About the Project
While several studies highlighted how strategies for managing work/life demands are varied, and how people appropriate technologies in highly personal and nuanced ways to support these personal strategies, technology design is still relying on either the limited “always-on” paradigm, or on the assumption that a separation of work and life is always the ideal management strategy. Also the technological perspective often ignores the complex nature of “work” and “life”, whereby “work” is not limited to the office/workplace (e.g. work done in people’s homes), and being in the workplace does not eliminate the need to attend to personal demands (e.g. managing personal issues during work hours); similarly “life” demands are not just about family, social or leisure activities (e.g. taxes; healthcare), as well as private time being pervaded with work tasks as expectations change in terms of availability.
Technology design must consider these complexities. There is considerable room for innovation and creative thinking in this respect, to further the debate and strengthen impact around design and to elicit creative ideas that are more cognizant of human practices.
The “Managing Technology Around Work and Life” project comprises:
– An Interview Study investigating the strategies of technology appropriation put in place to handle work and life demands
– A Workshop in Sheffield (December 13, 2016) where insights from the interview study will be used to create innovative design concepts for future technologies to support work and life demands
– Spearheading an interest group on technology design for work and life with the overall goal to overcome the divide between socio-scientific studies of work and life and technological innovation.

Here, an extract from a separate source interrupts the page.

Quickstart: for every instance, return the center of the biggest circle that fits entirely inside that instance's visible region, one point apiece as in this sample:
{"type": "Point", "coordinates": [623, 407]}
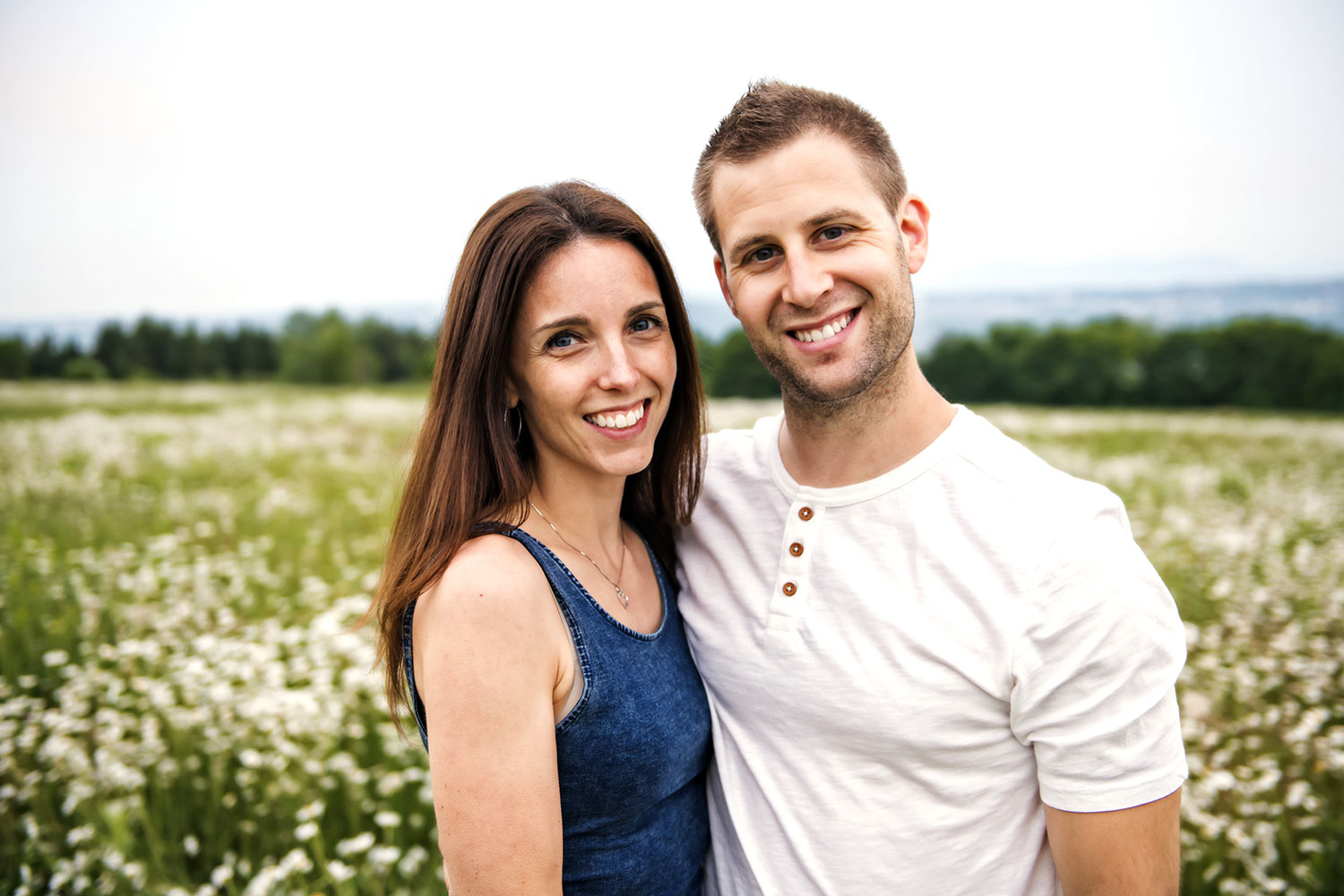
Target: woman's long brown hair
{"type": "Point", "coordinates": [468, 469]}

This project is funded by the EPSRC Balance Network and is part of a cluster of initiatives on the theme of “Work/Life Balance in the Digital Age”.
About the Researchers
Dr Luigina Ciolfi, Reader in Communication at Sheffield Hallam University, has worked on many projects exploring interaction with technology in public spaces, heritage settings, and practices of work/life on the move. She has recently co-edited a special issue of the Personal and Ubiquitous Computing journal on the theme of technology for work and life.
She has organised a variety of international workshops and seminars on this topic, as well as having extensive project experience investigating human-computer interaction and work practices. She is an Associate Editor for the CSCW Journal.
Dr Eleanor Lockley, Research Fellow in the Cultural Communication and Computing Research Institute at SHU, has worked both in academic and commercial contexts, including multidisciplinary projects involving the design and development of qualitative and quantitative research methods. She has designed and implemented user centred design workshops, gathering user requirements for the development of mobile and web applications. Her doctoral research focused on the impact of the mobile phone on the public and private. Her research interests are concerned with the social impact of technology, the use of mobile devices and identity, and digital inclusion.